In an effort to address a major challenge when analyzing large single-cell RNA-sequencing datasets, researchers from The University of Texas MD Anderson Cancer Center have developed a new computational technique to accurately differentiate between data from cancer cells and the variety of normal cells found within tumor samples. The work was published today in Nature Biotechnology.
The new tool, dubbed CopyKAT (copy number karyotyping of aneuploid tumors), allows researchers to more easily examine the complex data obtained from large single-cell RNA-sequencing experiments, which deliver gene expression data from many thousands of individual cells.
CopyKAT uses that gene expression data to look for aneuploidy, or the presence of abnormal chromosome numbers, which is common in most cancers, said study senior author Nicholas Navin, Ph.D., associate professor of Genetics and Bioinformatics & Computational Biology. The tool also helps to identify distinct subpopulations, or clones, within the cancer cells.

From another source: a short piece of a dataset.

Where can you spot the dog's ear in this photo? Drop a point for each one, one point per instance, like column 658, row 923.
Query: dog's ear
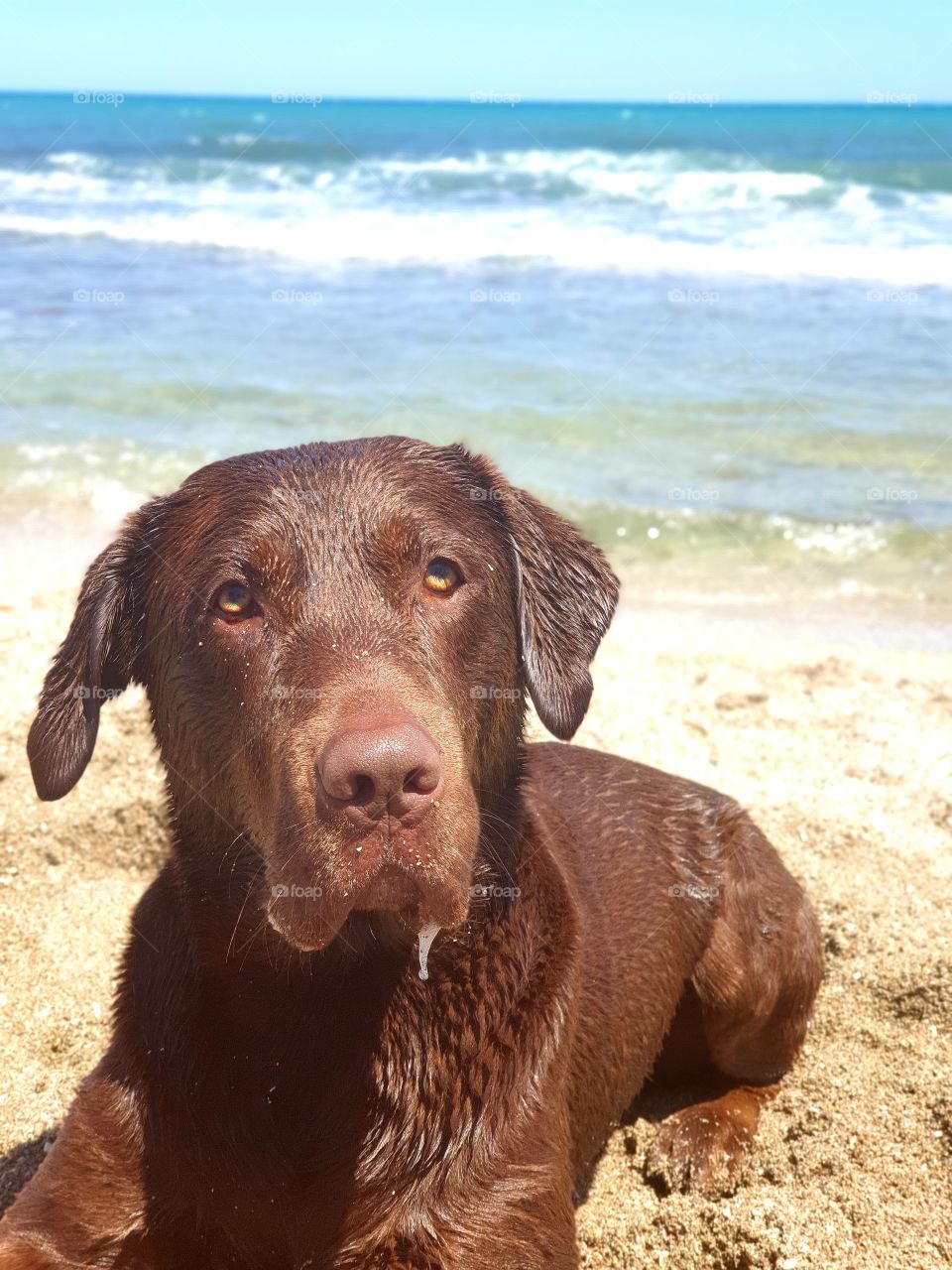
column 566, row 595
column 93, row 663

“We developed CopyKAT as a tool to infer genetic information from the transcriptome data. By applying this tool to several datasets, we showed that we could unambiguously identify, with about 99% accuracy, tumor cells versus the other immune or stromal cells present in a mixed tumor sample,” Navin said. “We could then go one step further to discover the subclones present and understand their genetic differences.”
Historically, tumors have been studied as a mixture of all cells present, many of which are not cancerous. The advent of single-cell RNA sequencing in recent years has enabled researchers to analyze tumors in much greater resolution, examining the gene expression of each individual cell to develop a picture of the tumor landscape, including the surrounding microenvironment.
However, it’s not easy to distinguish between cancer cells and normal cells without a reliable computational approach, Navin explained. Former postdoctoral fellow Ruli Gao, Ph.D., now assistant professor of Cardiovascular Sciences at Houston Methodist Research Institute, developed the CopyKAT algorithms, which improve upon older techniques by increasing accuracy and adjusting for the newest generation of single-cell RNA-sequencing data.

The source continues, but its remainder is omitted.